At Five in the Afternoon Review

A 20 year-old woman (Rezaie) defies her father (Yousefrazi) and attends a secular school in Kabul, where she announces her ambition to become President of Afghanistan.

by David Parkinson |
Published on
Release Date:

16 Apr 2004

Running Time:

106 minutes

Certificate:

U

Original Title:

At Five in the Afternoon

Since the turn of the Millennium, several Iranian filmmakers have been quietly advocating a more worthwhile role for women in Islamic society. So, following her contribution to 11'09''01, Samira Makhmalbaf returns to Afghanistan to explore the plight of women who are still largely subjected to repressive control, despite the fall of the Taliban.

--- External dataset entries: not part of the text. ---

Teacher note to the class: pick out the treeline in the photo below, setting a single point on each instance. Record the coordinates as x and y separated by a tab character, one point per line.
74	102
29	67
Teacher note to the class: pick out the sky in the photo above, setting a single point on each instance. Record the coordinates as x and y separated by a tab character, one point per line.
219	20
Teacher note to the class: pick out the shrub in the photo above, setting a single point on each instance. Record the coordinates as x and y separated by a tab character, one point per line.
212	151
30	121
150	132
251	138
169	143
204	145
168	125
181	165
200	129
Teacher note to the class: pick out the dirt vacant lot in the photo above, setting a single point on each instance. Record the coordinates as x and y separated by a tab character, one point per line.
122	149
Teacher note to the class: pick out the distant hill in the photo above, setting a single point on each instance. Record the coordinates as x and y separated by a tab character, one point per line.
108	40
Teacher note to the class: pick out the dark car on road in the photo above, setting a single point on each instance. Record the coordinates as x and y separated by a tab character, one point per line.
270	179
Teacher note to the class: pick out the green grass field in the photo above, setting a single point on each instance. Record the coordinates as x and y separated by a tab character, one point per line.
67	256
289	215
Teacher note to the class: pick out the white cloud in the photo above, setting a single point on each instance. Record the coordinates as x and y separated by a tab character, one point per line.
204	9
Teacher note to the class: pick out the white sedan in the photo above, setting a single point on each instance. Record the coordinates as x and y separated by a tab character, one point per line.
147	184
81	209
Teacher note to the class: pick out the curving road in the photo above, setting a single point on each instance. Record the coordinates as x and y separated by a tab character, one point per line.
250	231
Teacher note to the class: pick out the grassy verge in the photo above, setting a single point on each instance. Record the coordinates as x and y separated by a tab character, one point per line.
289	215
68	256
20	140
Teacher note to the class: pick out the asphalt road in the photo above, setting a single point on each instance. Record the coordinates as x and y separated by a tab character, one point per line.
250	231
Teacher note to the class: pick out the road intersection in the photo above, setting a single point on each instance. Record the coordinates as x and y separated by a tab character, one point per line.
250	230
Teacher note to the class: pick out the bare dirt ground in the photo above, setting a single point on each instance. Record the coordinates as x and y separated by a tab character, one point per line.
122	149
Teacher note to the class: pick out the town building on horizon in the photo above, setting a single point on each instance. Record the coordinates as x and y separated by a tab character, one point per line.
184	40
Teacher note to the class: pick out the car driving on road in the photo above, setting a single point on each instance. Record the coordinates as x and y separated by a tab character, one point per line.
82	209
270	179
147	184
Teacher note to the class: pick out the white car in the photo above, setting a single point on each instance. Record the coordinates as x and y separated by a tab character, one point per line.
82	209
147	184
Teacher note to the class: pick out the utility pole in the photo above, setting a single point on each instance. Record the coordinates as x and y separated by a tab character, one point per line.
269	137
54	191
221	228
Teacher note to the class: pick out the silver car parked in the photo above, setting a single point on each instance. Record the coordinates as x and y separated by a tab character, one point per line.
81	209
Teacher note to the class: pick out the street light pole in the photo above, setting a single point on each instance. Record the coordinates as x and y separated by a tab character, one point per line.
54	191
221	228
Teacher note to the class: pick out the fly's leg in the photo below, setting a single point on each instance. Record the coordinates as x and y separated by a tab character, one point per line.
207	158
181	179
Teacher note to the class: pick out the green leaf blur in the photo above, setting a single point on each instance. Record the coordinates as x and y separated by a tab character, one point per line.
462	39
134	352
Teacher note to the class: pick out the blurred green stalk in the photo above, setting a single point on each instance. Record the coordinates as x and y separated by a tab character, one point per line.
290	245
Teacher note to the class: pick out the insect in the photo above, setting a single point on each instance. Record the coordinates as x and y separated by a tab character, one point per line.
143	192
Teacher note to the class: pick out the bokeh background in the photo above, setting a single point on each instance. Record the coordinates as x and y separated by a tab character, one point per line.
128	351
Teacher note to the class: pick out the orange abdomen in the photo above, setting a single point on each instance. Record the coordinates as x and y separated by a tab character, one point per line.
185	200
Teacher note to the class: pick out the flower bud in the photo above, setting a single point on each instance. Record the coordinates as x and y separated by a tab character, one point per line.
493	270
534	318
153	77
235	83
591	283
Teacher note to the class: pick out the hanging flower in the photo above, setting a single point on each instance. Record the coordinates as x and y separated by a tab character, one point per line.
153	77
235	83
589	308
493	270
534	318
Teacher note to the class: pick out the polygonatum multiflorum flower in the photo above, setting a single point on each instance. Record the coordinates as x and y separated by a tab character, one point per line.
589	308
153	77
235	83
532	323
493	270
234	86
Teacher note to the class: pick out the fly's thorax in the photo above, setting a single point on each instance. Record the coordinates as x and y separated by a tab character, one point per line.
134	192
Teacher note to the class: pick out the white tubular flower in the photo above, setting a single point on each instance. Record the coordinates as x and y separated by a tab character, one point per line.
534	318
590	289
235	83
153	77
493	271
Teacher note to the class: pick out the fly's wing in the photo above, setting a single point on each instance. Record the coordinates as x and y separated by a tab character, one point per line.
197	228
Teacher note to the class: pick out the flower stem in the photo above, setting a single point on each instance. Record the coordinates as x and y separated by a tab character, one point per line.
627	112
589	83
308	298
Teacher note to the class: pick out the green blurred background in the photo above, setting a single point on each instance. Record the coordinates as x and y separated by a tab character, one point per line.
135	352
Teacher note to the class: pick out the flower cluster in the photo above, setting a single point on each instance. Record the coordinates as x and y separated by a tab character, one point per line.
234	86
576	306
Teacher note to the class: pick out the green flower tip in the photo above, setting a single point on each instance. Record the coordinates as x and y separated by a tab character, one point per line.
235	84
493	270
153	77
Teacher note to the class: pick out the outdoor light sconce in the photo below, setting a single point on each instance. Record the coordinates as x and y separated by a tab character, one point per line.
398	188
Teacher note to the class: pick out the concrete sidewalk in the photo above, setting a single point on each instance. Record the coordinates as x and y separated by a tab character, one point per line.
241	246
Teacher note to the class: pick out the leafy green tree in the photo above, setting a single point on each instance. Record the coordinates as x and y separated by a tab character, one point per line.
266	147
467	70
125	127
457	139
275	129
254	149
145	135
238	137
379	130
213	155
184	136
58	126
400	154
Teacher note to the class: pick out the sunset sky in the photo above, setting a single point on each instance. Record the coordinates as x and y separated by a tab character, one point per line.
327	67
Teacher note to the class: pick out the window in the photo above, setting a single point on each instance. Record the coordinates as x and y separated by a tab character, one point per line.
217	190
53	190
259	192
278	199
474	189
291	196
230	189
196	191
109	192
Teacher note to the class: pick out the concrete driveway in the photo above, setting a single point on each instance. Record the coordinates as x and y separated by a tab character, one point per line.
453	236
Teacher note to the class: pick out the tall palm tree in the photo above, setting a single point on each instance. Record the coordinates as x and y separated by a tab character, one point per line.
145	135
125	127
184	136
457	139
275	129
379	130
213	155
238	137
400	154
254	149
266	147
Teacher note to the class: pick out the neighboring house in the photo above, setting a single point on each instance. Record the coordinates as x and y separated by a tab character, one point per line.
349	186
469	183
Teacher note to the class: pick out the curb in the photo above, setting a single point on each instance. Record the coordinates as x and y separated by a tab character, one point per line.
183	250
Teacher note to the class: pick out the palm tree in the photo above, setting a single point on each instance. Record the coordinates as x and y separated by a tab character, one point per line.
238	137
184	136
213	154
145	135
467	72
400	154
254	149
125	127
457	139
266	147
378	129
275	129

However, Makhmalbaf is not solely concerned with the prejudices and restrictions endured by the burka-clad majority, as she is also keen to expose the ignorance of ordinary people - whether they be Pakistani poets or French soldiers - and the motives and methods of the political masters who control their destinies.

Some of her observations are naive (despite input from her filmmaking father, Mohsen), while cart driver Abdolgani Yousefrazi's reckless determination to keep Agheleh Rezaie and sister-in-law Marzieh Amiri on the move means that the action is markedly more contrived than it was in The Apple or Blackboards.

Yet with Ebrahim Ghafori's camera capturing the desolation of the war-ravaged landscape, and debutant Rezaie's expressive face conveying both her inquisitiveness and confusion, this is still a provocative insight into a hellish situation that is far from a satisfactory resolution.

Tellingly alternating between intimate close-ups and uncompromising vistas, this ambitious feminist critique of the misuse of political power meanders occasionally, but still hits home hard.